May My Eyes
26 January 2024 – 9 march 2024
“May My Eyes” is the first solo exhibition of Lola Zoido (1994, Zafra, Badajoz, España), in Madrid. “May My Eyes” finds its origin in the poem “Never to Heaven” by Lana del Rey, a video created by Lola Zoido. In addition, some of the artworks that can be seen in the exhibition have been created from stills of this video.
“The other day I thought about the time I saw a heart-shaped cloud in the sky when I was coming back to Madrid from Extremadura… But I don’t remember if I dreamt it, or saw it for real, maybe I got confused with a video that it was sent to me.
I remembered a poem by Lana del Rey (Never to Heaven) where there is a phrase that says: May my eyes always stay with the level of the horizon, may they never look as high as the sky, to ask why. I liked how she talked about the direction of the gaze as if it was a compass searching for the truth. I think she wanted to say something like: don ́t look for answers where there are none, instead look for answers to more existentialist questions in real life and not wander in the clouds. Like that heart-shaped cloud I saw. It was a sunset.. or maybe the sky was completely blue, and clear, except for that cloud.
How do we remember things? I often look at my phone. The screen deforms reality, but our gaze and eyes also deform our memories. Which is more real? Both are inhabited by affections, fears, memory and our perception. To which sky do we have to look if the screen shines more? Could an artificial intelligence remember that heart-shaped cloud?

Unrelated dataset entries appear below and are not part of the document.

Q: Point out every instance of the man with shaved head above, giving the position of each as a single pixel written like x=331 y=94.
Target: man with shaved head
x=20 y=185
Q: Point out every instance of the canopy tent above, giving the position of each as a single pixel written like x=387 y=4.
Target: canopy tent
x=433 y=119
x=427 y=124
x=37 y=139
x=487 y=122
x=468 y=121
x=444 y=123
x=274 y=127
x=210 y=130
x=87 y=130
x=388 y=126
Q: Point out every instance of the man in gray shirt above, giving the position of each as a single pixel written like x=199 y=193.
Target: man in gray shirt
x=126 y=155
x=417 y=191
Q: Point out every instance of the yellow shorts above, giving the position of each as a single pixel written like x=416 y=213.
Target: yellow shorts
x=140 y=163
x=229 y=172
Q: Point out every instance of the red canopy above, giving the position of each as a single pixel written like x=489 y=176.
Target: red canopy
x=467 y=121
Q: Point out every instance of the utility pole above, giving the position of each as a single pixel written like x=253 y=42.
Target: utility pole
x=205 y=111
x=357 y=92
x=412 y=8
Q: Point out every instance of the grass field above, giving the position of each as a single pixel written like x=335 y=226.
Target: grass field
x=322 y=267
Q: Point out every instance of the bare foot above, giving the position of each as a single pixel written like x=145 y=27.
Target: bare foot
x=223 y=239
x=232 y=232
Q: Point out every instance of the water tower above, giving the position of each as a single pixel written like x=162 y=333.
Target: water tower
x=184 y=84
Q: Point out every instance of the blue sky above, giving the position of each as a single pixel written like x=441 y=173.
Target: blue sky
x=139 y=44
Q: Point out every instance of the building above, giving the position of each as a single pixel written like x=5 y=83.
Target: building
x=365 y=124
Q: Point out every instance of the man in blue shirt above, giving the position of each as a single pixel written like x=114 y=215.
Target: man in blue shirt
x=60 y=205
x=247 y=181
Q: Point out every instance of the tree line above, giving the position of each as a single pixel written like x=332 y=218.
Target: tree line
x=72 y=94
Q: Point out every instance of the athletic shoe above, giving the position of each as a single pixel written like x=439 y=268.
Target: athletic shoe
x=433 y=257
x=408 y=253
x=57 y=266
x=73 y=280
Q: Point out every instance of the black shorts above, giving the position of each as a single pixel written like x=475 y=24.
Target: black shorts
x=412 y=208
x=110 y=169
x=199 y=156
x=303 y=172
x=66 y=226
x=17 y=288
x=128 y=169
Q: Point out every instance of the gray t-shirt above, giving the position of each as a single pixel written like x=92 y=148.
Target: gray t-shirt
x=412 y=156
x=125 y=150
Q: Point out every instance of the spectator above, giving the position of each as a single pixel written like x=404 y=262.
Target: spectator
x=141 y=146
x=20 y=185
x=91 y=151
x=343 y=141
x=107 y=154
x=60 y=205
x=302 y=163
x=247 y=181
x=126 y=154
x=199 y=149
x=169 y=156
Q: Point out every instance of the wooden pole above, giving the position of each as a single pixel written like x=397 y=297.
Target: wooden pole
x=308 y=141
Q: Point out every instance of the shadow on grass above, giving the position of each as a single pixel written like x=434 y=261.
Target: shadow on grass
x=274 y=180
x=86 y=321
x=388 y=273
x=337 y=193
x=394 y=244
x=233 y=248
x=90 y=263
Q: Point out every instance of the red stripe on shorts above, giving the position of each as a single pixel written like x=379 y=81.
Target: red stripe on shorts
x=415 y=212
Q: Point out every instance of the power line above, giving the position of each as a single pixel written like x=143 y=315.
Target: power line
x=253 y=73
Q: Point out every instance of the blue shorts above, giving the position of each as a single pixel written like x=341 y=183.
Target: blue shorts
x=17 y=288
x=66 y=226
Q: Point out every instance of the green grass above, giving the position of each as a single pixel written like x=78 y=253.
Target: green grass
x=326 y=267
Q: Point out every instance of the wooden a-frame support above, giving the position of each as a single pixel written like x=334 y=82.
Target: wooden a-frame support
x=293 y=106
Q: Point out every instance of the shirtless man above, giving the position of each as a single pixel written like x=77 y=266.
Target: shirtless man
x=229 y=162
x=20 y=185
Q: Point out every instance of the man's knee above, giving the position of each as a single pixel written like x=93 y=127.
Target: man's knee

An AI predicts us with 7 fingers on one hand and 4 on the other, but is this true? In the end, they are not oracles, are they? They are like mirrors. They will be as bad or as good as the baddest or the best of us, they copy us, they learn from us, and they cannot be something we are not. Sometimes they are not so accurate. That’s what relates us to them, and this is what I like most. Coming back to the heart-shaped cloud… I don’t think I don’t care if it was real or not, I don’t know, but I thought it was beautiful”.